The Solution - Defragment Your Buffers!
For those of you that scrolled to the bottom to get the TL;DR solution... you shouldn't have, because this probably won't work for you. It'll only work for those people that understand the problem they're having.
That said, it's fairly harmless to try this solution out. But do record baseline performance metrics on what your data flow's memory, CPU, disk, and time usage looks like so that you can determine if there's an improvement or not.
How do you "defragment" those sparsely populated buffers? Use a Union All.
The Union All is another asynchronous component just like the Sort - but it doesn't block like the Sort does. The Sort component won't process any inbound row until it has accumulated all of them. The Union All processes every incoming row as soon as it sees it... it just doesn't emit output buffers until it has full ones (or it's reached the end of the data).

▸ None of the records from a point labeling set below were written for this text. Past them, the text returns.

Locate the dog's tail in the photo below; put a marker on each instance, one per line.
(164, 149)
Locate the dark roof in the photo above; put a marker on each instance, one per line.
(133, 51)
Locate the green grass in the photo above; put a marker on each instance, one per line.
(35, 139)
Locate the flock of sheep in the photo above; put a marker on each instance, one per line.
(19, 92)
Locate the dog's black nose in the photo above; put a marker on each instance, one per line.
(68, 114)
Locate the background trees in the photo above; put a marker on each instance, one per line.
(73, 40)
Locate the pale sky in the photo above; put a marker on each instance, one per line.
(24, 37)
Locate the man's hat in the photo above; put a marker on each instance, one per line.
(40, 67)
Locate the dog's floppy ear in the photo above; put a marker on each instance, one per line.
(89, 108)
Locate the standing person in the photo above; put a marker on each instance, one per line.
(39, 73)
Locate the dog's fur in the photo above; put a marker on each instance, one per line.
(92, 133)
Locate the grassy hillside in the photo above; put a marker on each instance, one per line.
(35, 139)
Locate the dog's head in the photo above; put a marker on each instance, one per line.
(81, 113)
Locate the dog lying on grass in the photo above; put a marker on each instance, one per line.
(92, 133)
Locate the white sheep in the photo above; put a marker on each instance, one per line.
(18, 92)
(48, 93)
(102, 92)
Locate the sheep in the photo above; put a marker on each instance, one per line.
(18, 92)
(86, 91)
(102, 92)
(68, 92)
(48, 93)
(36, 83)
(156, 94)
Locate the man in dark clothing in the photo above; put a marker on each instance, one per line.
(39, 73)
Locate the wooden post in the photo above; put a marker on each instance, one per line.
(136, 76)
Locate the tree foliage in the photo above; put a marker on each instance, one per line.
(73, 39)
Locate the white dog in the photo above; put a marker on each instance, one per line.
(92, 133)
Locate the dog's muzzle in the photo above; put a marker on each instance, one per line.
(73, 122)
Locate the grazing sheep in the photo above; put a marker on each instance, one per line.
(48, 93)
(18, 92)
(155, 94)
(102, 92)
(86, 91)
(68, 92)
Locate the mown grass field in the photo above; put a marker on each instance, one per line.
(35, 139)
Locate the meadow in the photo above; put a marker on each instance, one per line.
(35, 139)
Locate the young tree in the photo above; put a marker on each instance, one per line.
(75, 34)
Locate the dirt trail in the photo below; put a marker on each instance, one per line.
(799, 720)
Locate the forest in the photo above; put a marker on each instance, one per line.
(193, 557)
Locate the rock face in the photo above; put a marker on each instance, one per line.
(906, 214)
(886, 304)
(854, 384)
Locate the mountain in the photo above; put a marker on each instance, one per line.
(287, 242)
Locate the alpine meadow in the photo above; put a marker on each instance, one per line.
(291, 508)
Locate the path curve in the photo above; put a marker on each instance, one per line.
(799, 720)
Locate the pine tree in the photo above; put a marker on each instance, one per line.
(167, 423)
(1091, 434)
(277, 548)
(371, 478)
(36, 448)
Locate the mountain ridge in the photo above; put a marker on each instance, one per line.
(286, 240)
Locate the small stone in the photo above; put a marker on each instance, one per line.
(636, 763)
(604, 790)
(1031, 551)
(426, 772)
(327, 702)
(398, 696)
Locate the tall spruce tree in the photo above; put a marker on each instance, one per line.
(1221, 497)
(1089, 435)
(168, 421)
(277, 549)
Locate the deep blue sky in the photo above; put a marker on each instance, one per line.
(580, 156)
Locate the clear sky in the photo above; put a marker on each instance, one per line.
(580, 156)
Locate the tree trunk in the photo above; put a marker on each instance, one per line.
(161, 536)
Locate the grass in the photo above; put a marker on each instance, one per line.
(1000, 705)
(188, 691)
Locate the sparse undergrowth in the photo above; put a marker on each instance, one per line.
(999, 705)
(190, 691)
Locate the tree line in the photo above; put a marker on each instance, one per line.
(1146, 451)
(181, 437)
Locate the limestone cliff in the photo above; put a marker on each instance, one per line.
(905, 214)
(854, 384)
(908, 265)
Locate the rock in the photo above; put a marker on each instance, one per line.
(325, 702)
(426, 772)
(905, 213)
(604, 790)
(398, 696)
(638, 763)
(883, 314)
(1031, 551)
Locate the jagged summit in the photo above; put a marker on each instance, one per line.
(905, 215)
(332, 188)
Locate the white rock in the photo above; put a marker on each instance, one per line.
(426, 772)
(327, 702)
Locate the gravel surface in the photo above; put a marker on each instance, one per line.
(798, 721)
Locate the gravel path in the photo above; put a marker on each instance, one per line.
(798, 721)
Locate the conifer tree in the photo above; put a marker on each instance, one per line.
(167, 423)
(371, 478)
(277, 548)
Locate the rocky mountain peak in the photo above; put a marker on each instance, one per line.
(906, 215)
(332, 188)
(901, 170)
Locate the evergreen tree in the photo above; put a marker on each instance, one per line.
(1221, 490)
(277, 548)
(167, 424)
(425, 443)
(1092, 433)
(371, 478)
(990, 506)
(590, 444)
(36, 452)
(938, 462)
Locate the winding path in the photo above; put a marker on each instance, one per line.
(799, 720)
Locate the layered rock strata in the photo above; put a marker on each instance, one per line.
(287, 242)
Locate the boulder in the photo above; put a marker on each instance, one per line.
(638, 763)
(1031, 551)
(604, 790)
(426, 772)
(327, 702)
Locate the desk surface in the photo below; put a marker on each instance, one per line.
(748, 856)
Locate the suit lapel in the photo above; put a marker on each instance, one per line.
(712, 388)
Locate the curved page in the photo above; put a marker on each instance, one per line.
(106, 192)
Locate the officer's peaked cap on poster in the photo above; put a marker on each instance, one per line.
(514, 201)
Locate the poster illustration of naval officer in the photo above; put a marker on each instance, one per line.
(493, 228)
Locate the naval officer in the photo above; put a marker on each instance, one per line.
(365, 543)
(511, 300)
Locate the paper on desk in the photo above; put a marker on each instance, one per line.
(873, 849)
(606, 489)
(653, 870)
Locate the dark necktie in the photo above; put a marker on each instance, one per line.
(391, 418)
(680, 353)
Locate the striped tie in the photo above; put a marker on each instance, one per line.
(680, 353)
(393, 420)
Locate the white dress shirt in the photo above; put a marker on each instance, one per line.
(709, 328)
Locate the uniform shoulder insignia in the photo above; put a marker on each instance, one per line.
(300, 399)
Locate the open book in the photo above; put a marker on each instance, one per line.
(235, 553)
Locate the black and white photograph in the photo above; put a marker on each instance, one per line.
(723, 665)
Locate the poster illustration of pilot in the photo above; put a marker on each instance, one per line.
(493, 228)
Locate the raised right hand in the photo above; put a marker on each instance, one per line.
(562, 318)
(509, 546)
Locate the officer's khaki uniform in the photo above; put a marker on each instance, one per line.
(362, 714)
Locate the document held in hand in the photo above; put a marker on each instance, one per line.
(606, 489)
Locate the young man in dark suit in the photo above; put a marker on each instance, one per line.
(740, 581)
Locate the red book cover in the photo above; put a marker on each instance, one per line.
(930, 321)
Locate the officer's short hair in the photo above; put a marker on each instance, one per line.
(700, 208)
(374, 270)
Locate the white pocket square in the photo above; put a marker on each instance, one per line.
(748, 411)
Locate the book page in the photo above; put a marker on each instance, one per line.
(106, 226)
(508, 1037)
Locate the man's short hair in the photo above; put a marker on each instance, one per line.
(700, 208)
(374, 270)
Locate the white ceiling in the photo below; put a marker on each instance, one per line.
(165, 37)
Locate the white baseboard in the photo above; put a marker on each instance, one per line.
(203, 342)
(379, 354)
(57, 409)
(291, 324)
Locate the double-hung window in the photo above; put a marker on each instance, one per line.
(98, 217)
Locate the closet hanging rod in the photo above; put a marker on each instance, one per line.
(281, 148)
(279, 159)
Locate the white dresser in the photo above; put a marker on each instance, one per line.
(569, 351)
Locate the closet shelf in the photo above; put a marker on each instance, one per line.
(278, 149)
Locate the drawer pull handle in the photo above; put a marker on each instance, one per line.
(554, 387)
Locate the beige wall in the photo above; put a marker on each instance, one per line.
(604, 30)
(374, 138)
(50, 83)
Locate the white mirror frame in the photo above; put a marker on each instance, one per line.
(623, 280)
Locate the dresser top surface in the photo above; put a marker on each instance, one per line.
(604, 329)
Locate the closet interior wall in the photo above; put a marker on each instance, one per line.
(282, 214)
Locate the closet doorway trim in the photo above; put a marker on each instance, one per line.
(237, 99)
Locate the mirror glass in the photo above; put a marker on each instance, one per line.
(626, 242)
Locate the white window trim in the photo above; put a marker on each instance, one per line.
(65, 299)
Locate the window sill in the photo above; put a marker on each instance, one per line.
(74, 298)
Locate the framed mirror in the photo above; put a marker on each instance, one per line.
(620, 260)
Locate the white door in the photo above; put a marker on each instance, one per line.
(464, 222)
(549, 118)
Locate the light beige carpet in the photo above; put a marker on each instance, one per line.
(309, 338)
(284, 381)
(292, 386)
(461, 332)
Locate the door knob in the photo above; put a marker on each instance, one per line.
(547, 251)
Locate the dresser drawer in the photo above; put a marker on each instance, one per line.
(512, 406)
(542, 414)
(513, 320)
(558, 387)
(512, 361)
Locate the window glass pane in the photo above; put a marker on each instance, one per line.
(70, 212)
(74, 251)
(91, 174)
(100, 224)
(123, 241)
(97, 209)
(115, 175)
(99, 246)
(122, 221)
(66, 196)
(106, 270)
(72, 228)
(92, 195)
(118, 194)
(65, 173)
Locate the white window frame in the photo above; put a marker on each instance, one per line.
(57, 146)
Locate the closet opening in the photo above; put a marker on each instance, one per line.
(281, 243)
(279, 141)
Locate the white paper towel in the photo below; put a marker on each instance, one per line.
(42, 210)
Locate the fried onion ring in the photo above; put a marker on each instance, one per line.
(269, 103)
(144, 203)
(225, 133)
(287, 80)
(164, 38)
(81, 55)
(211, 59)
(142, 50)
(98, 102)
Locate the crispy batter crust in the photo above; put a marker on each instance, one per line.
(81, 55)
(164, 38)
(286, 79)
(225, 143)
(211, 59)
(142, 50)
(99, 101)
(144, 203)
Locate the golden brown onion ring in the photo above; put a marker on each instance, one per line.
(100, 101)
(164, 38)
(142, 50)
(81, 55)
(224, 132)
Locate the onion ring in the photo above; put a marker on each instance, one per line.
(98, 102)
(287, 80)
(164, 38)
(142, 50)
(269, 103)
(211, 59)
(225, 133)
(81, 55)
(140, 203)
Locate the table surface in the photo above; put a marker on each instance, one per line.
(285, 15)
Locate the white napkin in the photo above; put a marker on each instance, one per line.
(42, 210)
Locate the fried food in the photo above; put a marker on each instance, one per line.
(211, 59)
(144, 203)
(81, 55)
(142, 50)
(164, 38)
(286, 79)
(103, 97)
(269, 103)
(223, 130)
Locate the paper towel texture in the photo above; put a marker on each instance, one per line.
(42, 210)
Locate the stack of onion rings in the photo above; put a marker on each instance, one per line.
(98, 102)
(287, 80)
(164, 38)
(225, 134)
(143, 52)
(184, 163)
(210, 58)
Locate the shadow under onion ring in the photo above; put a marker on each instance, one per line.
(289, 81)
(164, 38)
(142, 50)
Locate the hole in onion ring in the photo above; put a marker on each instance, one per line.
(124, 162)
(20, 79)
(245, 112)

We're going to use that behaviour to our advantage here. If you simply drop a Union All in your data flow between your Conditional Split and Sort, you'll be telling SSIS to behave in a much better manner for your (and my) unusual data flow. The "sparse" buffers that get emitted by the Conditional Split will get "consumed" by the Union All. (In actuality, I believe those rows get marked as "dead" by the data flow engine, and when all rows in a buffer are marked "dead", the engine can dispose of the buffer.) New buffers emitted by the Union All are dense, requiring much less "commit charge" to hold.
It worked wonders for me on this particular data flow. My Commit Charge was only a few hundred KB higher than my Private Working Set for the package execution, and I received no memory warnings or errors on multiple executions. If you know you're manufacturing "sparse" buffers in your Data Flow - a Union All might be able to help you out.